Così Dante fieramente apostrofa l’insaziabile avarizia dei preti, ai quali poco innanzi aveva rivolto altra acerba rampogna:
133. ....La vostra avarizia il mondo attrista,
Calcando i buoni e su levando i pravi.
Trista passione è questa dell’avarizia che spinge alle azioni più basse e più riprovevoli, come aveva già detto Virgilio:
134. ....Quid non mortalia pectora cogis,
Auri sacra fames!1
e infatti agli occhi di molti ogni mezzo è buono per acquistare danaro, che è il ben venuto, per qualunque via guadagnato, e per quanto ne siano turpi le fonti. Ciò è espresso anche dall’adagio latino
135. Non olet.2
di cui le origini, secondo Svetonio (Vita Vespasiani, cap. 23) e Dione Cassio (Hist., lib. LXVI, cap. 14). sarebbero da cercarsi nella risposta data da Vespasiano al figlio Tito che lo biasimava per avere posta una tassa sull’orina, ma che pure riconobbe non sentire di cattivo il danaro che se ne traeva. È noto che da quest’aneddoto si è convenuto di chiamare per eufemismo monumenti vespasiani o semplicemente vespasiani certi piccoli luoghi indispensabili alla pulizia e alla igiene delle città.Agli avari fastosi che vogliono ostentare grandezza può ben applicarsi il verso satirico del poeta milanese:
136. (Non serve...) Anselm, degh on quattrin per un.3
È donna Fabia Fabron De-Fabrian che per confondere i ventun mendicanti che l’hanno sbeffeggiata entrando in chiesa, usa verso di loro cotanta liberalità.

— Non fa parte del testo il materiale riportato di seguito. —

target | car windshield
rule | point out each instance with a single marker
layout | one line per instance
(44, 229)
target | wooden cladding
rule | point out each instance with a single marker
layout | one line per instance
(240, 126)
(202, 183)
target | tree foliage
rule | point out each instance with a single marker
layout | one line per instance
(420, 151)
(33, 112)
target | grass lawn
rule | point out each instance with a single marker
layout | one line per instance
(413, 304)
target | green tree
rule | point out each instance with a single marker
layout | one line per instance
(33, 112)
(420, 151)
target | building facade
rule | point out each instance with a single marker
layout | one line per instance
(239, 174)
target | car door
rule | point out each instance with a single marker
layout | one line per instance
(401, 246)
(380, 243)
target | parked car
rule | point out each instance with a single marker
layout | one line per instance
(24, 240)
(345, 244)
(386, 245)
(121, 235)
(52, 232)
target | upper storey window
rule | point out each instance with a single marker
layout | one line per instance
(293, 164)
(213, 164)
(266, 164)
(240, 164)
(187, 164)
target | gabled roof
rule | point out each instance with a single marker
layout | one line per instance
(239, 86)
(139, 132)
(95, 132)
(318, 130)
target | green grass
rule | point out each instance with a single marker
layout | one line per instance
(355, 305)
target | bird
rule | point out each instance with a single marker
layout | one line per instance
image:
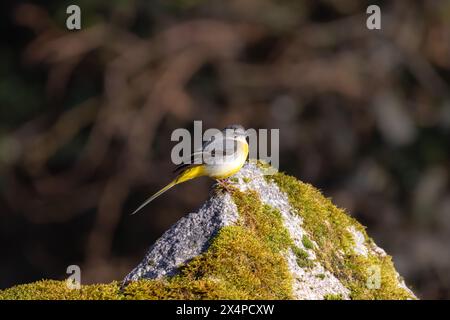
(219, 158)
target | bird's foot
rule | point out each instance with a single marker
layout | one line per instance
(224, 184)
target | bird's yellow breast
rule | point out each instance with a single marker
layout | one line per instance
(229, 168)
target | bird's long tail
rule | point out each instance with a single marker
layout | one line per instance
(188, 174)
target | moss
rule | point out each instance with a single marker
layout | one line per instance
(307, 243)
(332, 297)
(302, 257)
(243, 262)
(328, 226)
(234, 180)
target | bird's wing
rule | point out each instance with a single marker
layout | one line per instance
(224, 147)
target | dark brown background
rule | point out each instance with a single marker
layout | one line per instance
(86, 118)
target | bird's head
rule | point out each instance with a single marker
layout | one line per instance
(236, 131)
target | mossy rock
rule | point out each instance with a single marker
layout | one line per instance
(270, 237)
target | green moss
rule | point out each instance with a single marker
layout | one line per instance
(302, 257)
(307, 243)
(243, 262)
(234, 180)
(328, 226)
(332, 297)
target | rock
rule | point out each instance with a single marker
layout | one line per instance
(268, 237)
(325, 253)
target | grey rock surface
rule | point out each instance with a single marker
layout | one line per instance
(186, 239)
(192, 234)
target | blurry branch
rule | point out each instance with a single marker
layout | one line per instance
(145, 80)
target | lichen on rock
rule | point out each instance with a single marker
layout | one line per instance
(271, 237)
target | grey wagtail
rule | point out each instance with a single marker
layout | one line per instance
(219, 158)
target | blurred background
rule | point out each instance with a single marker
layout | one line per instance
(86, 118)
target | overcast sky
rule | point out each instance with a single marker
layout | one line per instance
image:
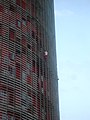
(72, 19)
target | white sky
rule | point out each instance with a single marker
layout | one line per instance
(72, 19)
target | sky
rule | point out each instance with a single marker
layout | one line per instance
(72, 23)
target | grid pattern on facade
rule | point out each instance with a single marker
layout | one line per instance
(25, 81)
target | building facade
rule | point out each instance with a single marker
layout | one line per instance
(28, 72)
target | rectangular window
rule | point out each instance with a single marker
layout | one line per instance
(12, 56)
(12, 8)
(11, 71)
(1, 8)
(0, 53)
(33, 66)
(18, 24)
(0, 29)
(23, 40)
(11, 34)
(23, 4)
(18, 40)
(23, 50)
(23, 21)
(23, 76)
(17, 70)
(18, 52)
(28, 18)
(18, 2)
(33, 34)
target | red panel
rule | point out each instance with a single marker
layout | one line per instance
(11, 34)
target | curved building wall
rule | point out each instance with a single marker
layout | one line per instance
(28, 74)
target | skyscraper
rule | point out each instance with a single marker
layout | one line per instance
(28, 72)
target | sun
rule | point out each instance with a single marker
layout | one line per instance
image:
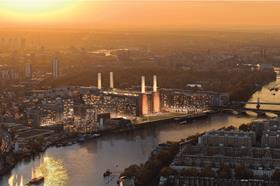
(34, 7)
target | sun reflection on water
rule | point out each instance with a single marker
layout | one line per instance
(50, 168)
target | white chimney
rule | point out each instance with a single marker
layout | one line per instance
(111, 80)
(154, 83)
(143, 89)
(99, 81)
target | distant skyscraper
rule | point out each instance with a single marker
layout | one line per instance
(99, 81)
(55, 67)
(28, 70)
(111, 80)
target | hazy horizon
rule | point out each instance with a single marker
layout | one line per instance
(140, 15)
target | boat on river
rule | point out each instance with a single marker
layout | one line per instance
(107, 173)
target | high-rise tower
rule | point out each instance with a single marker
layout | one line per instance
(99, 81)
(55, 67)
(111, 80)
(28, 70)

Ai nostri tempi la letteratura e la politica hanno reso famosa
137. La Compagnia della Lesina.
Antonio Starrabba Di Rudinì in un discorso tenuto a Milano nel teatro della Scala il 9 novembre 1891, essendo Presidente del Consiglio dei Ministri, così diceva a proposito del suo programma di radicali economie: «Signori, noi ministri mettendo in disparte quel fragile strumento che era la famosa lente dell’avaro, ci siamo, mi si passi la celia, costituiti nella famosissima Compagnia della Lesina, che ebbe le sue leggi e i suoi precetti, dai quali questo scegliemmo a nostro consiglio: che ciascuno debba guardarsi ed astenersi da ogni superflua ed impertinente spesa, come da fuoco, nè mai si spenda un quattrino se non per marcia necessità, perchè con tal regola e per tal via si dà buon principio all’augumentare, e far capitale. Quod est principalis intentio læsinantium.»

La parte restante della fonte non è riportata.